Cryptomonnaies, jeux vidéos, séries tv, automobiles, produits, services, il n’est pas jusqu’à la moindre brosse à dent qui ne cherche à résonner avec ce bien, ce beau, ce juste, etc., autrement dit avec cette unité structurelle, essentielle, etc., cet infini idéal, innommé mais partout présent, et qui fait vendre.
Pourquoi alors l’oublions-nous en parlant de nations ?
Nous l’oublions parce que nous sommes des idéalistes, pas des réalistes.
Nous idéalisons des concepts invisibles – le nationalisme notamment – qui apportent mort, destruction, pauvreté, faim et terreur. Voilà les fruits de ce concept lorsqu’on l’érige en sommet.
L’Europe fédérale est un petit pas, minimaliste mais indispensable, à conceptualiser, nommer, préparer, espérer, sur le chemin du fédéralisme planétaire.
Le nationalisme est un feu, il est nécessaire : il réchauffe. Fédéral veut dire fédéral, pas bouillie ou soupe.
Ce qu’on fédère, c’est des nations, des peuples, c’est-à-dire nous.
En réalité, la fédération ultime, c’est un lien, une conversation, un respect, etc., entre l’un et le multiple, entre l’individu et l’humanité, entre individualité autonome et collectivité au service de cette autonomie d’identité, de beauté, d’âme, de liberté, de perception.

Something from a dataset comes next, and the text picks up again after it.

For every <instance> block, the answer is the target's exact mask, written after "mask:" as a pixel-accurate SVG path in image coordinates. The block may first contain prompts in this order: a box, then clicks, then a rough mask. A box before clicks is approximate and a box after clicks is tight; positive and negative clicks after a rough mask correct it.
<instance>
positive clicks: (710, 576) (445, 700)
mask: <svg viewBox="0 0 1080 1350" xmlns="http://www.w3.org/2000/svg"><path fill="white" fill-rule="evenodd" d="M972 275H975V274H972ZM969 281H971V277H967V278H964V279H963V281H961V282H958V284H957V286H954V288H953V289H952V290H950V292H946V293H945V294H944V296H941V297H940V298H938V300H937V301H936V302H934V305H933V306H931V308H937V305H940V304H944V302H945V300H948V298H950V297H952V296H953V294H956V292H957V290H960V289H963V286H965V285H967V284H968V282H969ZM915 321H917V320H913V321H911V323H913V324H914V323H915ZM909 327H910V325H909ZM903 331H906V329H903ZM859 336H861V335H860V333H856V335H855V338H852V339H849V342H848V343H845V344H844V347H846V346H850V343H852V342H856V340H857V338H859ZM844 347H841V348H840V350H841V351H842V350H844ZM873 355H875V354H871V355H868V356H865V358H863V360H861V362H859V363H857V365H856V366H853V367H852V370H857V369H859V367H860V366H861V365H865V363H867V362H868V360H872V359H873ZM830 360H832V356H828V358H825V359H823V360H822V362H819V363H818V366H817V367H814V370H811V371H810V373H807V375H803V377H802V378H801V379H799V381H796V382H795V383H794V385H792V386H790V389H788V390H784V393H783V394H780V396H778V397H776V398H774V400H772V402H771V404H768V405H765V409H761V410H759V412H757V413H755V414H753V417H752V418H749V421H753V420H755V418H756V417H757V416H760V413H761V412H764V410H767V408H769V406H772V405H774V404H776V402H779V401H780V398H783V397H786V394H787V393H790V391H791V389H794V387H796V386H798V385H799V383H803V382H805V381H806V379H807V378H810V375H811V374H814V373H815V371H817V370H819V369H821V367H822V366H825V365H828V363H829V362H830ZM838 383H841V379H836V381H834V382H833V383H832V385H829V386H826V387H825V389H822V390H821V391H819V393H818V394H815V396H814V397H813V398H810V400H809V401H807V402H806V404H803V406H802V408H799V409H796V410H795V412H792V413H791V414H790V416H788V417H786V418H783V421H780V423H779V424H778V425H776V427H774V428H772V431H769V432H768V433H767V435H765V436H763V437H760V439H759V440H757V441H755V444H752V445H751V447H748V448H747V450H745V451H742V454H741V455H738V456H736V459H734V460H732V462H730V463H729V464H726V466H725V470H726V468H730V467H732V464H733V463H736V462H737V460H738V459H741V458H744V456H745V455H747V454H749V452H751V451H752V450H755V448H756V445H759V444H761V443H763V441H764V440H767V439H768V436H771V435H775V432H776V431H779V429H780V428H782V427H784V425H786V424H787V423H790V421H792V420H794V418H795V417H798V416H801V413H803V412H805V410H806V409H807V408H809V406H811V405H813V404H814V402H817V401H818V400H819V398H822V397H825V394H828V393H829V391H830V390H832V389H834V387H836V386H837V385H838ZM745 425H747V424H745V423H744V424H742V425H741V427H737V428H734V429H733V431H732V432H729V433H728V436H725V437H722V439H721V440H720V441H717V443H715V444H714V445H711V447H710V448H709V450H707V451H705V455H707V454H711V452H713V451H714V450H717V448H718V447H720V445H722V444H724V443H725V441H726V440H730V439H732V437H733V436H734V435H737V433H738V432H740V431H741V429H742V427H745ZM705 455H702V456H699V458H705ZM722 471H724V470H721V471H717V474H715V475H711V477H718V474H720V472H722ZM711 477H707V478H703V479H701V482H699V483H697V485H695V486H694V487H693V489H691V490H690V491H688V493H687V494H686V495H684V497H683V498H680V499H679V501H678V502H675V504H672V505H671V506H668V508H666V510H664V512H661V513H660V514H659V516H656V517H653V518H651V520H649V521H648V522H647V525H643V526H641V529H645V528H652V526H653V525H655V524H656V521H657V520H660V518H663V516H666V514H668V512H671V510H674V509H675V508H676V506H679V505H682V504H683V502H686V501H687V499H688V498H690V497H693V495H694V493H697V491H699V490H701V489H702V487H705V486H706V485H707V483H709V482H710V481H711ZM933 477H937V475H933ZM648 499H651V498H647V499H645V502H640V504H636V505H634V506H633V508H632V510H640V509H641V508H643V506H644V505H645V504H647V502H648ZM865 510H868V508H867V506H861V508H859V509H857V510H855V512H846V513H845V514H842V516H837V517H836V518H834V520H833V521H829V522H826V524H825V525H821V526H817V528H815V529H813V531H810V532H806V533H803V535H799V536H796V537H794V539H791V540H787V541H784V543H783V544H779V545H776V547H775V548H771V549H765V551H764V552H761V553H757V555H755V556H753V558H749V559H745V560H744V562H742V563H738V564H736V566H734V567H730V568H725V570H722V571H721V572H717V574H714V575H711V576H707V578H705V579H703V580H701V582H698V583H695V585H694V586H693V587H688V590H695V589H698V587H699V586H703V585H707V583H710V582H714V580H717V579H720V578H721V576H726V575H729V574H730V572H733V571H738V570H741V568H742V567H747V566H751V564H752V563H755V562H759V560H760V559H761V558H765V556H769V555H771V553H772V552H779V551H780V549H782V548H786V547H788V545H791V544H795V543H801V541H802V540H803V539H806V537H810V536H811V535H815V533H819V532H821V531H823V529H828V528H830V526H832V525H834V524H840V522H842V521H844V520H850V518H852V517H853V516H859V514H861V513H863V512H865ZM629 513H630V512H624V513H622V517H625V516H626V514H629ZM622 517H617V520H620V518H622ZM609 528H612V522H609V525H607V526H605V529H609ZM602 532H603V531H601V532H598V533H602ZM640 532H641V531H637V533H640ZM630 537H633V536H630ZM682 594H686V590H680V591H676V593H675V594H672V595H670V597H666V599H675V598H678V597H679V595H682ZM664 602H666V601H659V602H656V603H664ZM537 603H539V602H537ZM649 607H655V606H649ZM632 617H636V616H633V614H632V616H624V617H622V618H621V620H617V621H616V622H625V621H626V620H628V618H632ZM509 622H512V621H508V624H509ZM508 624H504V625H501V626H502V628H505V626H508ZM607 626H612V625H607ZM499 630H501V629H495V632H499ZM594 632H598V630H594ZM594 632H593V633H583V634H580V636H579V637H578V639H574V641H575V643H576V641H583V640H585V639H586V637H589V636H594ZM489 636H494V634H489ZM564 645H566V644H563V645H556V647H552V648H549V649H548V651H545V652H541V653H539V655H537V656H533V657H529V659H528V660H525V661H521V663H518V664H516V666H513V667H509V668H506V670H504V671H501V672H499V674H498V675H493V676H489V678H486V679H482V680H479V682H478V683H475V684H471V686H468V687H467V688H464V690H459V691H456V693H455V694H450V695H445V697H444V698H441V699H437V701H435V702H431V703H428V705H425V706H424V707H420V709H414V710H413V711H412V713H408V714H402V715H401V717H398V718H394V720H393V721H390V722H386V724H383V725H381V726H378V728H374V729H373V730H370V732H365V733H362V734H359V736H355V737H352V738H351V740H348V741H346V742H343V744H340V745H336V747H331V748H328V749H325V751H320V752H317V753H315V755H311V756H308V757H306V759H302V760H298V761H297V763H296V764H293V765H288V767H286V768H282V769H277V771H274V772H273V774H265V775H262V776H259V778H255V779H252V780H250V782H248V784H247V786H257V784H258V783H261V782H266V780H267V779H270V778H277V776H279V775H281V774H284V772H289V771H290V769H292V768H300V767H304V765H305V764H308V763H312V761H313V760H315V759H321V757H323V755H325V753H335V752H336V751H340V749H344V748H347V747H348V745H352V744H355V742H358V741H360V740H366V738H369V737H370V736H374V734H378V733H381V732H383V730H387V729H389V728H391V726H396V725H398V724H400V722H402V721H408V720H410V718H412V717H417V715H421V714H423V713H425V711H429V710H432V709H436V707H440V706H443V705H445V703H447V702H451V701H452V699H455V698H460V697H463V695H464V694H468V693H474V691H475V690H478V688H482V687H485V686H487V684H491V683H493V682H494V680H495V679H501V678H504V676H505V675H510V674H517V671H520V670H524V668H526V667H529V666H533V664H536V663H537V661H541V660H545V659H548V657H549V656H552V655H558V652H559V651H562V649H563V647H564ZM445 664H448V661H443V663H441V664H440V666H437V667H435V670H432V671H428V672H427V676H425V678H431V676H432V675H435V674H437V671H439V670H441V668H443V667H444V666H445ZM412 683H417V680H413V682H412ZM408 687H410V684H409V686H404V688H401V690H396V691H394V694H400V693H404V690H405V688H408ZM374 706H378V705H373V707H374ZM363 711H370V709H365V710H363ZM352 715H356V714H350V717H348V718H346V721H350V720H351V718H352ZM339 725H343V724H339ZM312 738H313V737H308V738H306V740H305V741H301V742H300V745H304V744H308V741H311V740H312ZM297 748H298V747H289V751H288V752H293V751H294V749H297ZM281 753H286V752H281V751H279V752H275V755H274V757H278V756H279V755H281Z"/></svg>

Pourtant, même un fédéralisme planétaire n’apporterait seul pas la sécurité, la sérénité et donc la prospérité que tout être humain sait être en droit d’attendre.
Ce qui l’apportera, c’est notre résonance au beau, au bien, au juste. Cette résonance, c’est notre responsabilité, pas celle des autres.
Ces mots semblent idéaux, oui, ils le sont, mais ils sont aussi déjà au coeur de nos vies. Dans la vie réelle, on s’efforce toutes et tous de mettre un peu plus de beauté, de bonté, de justice dans ce qu’on fait, tout le temps, juste tout le temps, dans tout ce qu’on fait, en réalité.
On y réussit plus ou moins, oui, ça, c’est vrai aussi, bien sûr, mais c’est aussi ce qui fait le charme de la vie !
C’est ce qu’on devrait faire à l’échelle de la vie entre nations : faire de notre mieux, se fédérer autour de ces idéaux pratiqués et praticables, connus et espérés. Le reste importe peu.
Sinon, reste la tyrannie.
On connait aussi, c’est moins fun, simplement.